Guidance Parameters#

For calibration math, see Calibration Math.

Overview#

After the diffusion model predicts a pose sequence, a Levenberg-Marquardt optimizer refines it to be physically plausible and consistent with sensor readings. The optimizer runs twice: once between denoising steps (inner, 5 iterations) and once after sampling is complete (post, 20 iterations).

Shared Constraints (All Modes)#

These constraints are applied in every guidance mode, including pure egoallo:

Constraint

Weight

What it does

Pose prior

1.0

Keeps joint rotations close to the diffusion output

Torso prior

5.0

Keeps torso joint positions close to the diffusion output

Delta smoothness

10.0

Prevents large frame-to-frame changes in the optimizer correction

Velocity smoothness

5.0

Penalizes acceleration in joint rotations (reduces jitter)

Foot skating

30.0

Prevents foot joints from sliding when contact is predicted

Lower-body joint limits

50.0

Soft penalty for biomechanically implausible knee/ankle rotations (see Lower-Body Joint Angle Limits)

IMU Constraints (RoSHI Modes)#

These are added in roshi and roshi_ariahand modes:

Constraint

Weight

What it does

Local joint matching

5.0

Each IMU-equipped joint rotation should match its IMU reading

Pelvis rotation matching

5.0

Frame-to-frame pelvis rotation change should match the pelvis IMU

Body prior

0.1

Extra prior to keep IMU-guided poses near the diffusion output

Body smoothness

10.0

Extra temporal smoothing for body joints

Local joint matching minimizes the geodesic distance between predicted and IMU-derived parent-relative rotations:

\[\mathcal{L}_{\text{local}} = \sum_{j \in \mathcal{J}_{\text{IMU}}} \left\lVert \log\!\left( \hat{R}_{j}^{\top} \cdot R_{j}^{\text{IMU}} \right) \right\rVert^{2}\]

Pelvis rotation matching:

\[\mathcal{L}_{\text{pelvis}} = \sum_{t} \left\lVert \log\!\left( \Delta \hat{R}_{\text{pelvis}}^{\top}(t) \cdot \Delta R_{\text{pelvis}}^{\text{IMU}}(t) \right) \right\rVert^{2}\]

Body smoothness penalizes large frame-to-frame rotation changes:

\[\mathcal{L}_{\text{smooth}} = \sum_{t} \sum_{j} \left\lVert \log\!\left( \hat{R}_{j}(t)^{\top} \cdot \hat{R}_{j}(t{+}1) \right) \right\rVert^{2}\]

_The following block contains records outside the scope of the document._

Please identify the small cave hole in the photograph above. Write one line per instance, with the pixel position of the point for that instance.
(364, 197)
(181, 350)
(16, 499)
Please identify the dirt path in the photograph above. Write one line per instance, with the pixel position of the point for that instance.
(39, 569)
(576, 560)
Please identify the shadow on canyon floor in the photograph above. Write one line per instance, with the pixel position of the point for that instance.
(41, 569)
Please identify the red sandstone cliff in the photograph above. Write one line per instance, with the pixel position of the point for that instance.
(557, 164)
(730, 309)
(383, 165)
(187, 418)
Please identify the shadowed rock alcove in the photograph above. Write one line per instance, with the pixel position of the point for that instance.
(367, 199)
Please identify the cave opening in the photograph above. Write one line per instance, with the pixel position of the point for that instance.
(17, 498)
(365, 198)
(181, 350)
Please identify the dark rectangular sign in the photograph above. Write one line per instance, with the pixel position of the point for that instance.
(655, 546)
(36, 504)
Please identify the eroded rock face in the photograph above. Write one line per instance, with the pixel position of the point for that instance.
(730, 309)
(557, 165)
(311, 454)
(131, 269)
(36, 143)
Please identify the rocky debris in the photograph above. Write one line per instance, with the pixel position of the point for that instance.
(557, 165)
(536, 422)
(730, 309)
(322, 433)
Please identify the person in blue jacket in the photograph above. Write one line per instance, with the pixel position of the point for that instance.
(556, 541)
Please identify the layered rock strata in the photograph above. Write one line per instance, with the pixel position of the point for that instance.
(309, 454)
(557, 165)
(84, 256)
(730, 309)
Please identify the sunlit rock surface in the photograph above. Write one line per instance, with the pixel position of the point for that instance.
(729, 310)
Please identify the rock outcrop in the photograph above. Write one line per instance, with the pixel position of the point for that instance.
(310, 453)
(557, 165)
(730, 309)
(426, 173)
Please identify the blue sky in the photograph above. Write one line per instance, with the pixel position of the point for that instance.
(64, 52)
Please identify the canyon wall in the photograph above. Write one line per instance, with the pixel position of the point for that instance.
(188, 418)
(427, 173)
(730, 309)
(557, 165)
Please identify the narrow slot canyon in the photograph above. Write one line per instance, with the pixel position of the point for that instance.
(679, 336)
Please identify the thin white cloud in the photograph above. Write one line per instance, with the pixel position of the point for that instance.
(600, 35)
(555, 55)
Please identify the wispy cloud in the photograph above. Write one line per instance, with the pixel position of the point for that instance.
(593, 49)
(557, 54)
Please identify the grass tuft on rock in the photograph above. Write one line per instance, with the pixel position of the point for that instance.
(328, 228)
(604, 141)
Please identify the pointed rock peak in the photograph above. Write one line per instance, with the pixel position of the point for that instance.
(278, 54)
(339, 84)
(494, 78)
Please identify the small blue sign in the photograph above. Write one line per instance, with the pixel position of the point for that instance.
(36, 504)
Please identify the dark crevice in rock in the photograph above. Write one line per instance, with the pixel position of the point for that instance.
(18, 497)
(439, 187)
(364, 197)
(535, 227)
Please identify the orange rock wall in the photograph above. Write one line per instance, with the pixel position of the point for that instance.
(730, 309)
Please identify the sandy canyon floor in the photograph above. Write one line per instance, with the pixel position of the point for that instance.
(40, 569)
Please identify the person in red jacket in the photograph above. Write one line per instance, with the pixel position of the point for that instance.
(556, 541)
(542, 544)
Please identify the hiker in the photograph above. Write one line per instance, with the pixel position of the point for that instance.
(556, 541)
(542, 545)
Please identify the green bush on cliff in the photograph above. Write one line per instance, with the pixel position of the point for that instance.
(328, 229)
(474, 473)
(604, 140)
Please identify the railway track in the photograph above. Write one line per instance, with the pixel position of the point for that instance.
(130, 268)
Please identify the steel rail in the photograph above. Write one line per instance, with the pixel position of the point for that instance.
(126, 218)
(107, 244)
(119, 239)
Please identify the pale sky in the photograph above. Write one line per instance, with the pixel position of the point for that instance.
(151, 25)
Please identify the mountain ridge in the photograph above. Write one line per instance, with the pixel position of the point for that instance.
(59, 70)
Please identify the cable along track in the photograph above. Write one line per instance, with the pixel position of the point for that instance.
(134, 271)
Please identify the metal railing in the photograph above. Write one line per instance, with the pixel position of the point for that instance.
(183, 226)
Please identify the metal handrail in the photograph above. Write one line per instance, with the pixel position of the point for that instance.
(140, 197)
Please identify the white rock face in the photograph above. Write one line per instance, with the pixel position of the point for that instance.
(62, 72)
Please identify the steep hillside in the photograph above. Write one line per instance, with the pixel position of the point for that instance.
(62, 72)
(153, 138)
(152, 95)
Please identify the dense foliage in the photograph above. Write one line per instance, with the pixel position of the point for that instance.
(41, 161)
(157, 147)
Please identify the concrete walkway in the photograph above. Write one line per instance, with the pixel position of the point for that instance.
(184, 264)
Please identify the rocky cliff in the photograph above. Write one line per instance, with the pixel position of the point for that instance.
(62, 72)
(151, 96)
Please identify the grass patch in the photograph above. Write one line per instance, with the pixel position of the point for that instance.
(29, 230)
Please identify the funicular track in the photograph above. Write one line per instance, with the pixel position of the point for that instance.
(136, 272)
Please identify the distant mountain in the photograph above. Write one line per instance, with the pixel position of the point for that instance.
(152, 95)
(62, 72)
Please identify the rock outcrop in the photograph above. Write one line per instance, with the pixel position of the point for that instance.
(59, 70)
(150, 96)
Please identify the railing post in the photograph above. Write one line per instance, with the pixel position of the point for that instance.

Lower-Body Joint Angle Limits#

The diffusion prior occasionally produces biomechanically impossible knee or ankle poses (hyperextended knees, severely twisted ankles). Two complementary mechanisms keep the lower body realistic:

  1. A soft penalty inside the LM optimizer (used in every guidance mode), so small violations push the solution away from invalid regions while still respecting the IMU and prior terms.

  2. A hard clamp applied once at inference time after the final pose has been recovered (see Step 4 in How to Postprocess the Data), which guarantees the saved body_quats never exceed the limits.

Joints and limits#

Limits are applied per axis on the log (axis-angle) of each joint’s parent-relative rotation. Indices follow the SMPL-H 21-joint body convention (root excluded):

Joint

Index

X (flex/ext)

Y (abd/add)

Z (int/ext rot)

Left / Right knee

3, 4

no hyperextension (X ≥ 0)

±5°

±10°

Left / Right ankle

6, 7

±25° (inv/eversion)

±20°

Soft penalty (optimizer)#

For each constrained joint \(j\) and axis \(a\) with limit \(\theta^{\max}_{j,a}\), the optimizer adds a one-sided hinge residual on the log-map components \(\boldsymbol{\omega}_{j} = \log \hat{R}_{j}\):

\[\mathcal{L}_{\text{limit}} = w_{\text{limit}} \sum_{t} \Big[ \sum_{j \in \{\text{knee}\}} \max(-\omega_{j,x}(t),\, 0)^{2} + \sum_{j,\,a \in \{y,z\}} \max\!\big(|\omega_{j,a}(t)| - \theta^{\max}_{j,a},\, 0\big)^{2} \Big]\]

with \(w_{\text{limit}} = 50.0\). The knee X term penalises only negative values (hyperextension); the abduction/rotation axes are penalised symmetrically once the limit is exceeded, so motions that stay within the box incur zero cost.